In a new study (DOI: 10.1093 / Burnst / Tkaf036) published in Burns and traumaA team of researchers from the main Chinese institutions has unveiled a new therapeutic solution for the healing of diabetic wounds. The study introduces an innovative dressing that combines MIR-221OE-SEVS-designed extracellular vesicles that target and reduce TSP-1 levels-with a hydrogel gelma to create a prolonged release system. This advanced approach has shown that it considerably improves the healing of wounds and the formation of blood vessels in diabetic mice, offering hope to more effective treatments in the future.
In their study, researchers have discovered that glucose conditions commonly found in diabetic wounds lead to an increase in TSP-1 levels in endothelial cells, altering their ability to proliferate and migrate-key processes for angiogenesis. Using MIR-221-3P, a microarn that targets and regulates expression of TSP-1, they restored the function of endothelial cells. The MIR-221OE-Sevs of engineering were encapsulated in a hydrogel Gelma, guaranteeing a controlled release on the plague site, imitating the extracellular matrix. In animal tests, this composite dressing has considerably accelerated the healing of wounds, with a significant increase in vascularization and a rate of closing of 90% in just 12 days, compared to slower healing in control groups.

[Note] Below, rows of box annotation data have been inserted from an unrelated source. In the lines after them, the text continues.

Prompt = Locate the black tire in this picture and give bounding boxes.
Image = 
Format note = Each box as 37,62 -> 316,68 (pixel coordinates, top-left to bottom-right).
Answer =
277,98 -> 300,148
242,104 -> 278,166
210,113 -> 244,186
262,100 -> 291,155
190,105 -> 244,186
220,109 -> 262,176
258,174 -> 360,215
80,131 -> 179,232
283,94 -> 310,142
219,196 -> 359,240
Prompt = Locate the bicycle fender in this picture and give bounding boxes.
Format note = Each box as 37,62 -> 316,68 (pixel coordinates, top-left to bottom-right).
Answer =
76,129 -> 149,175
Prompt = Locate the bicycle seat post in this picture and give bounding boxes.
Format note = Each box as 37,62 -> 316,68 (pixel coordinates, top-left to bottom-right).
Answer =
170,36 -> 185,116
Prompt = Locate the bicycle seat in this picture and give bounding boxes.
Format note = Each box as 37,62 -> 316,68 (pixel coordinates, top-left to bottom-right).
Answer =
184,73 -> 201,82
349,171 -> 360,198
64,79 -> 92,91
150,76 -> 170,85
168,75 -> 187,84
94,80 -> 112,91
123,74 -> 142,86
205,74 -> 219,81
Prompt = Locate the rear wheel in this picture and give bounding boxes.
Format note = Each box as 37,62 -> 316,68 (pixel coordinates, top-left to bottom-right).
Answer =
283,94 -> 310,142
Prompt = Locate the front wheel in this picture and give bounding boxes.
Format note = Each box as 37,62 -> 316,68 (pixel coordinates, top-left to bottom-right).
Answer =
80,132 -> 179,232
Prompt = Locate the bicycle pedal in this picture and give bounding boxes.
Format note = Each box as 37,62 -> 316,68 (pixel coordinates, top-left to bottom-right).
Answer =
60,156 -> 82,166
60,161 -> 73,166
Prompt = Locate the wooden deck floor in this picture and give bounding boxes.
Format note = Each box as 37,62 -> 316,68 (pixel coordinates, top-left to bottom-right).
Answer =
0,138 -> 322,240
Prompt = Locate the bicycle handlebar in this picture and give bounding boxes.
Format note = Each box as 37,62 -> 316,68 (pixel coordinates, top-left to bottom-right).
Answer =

Dr. Chuan’an Shen, a key research researcher, shared his enthusiasm for the potential impact of this innovation: “ Our results demonstrate the power to combine advanced tissue engineering with molecular biology. By targeting TSP-1 with the MIR-221OE-Sevs encapsulated in Gelma, we have not only improved the function of endothelial cells, but we also provided a sustained and localized therapeutic effect. This breakthrough could revolutionize the way we approach diabetic care of wounds, with the potential to considerably improve the quality of life of patients.«
The success of this engineering hydrogel in the healing of diabetic wounds opens up several fascinating possibilities. Beyond the diabetic ulcers of the feet, technology could be adapted for use in the treatment of other chronic wounds, such as those caused by vascular diseases, or even in regenerating tissues such as bones and cartilage. As research and clinical trials are progressing, the promise to combine therapies based on Miarn with biocompatible hydrogels could become a cornerstone in regenerative medicine, offering patients healing solutions for more efficient and lasting wounds.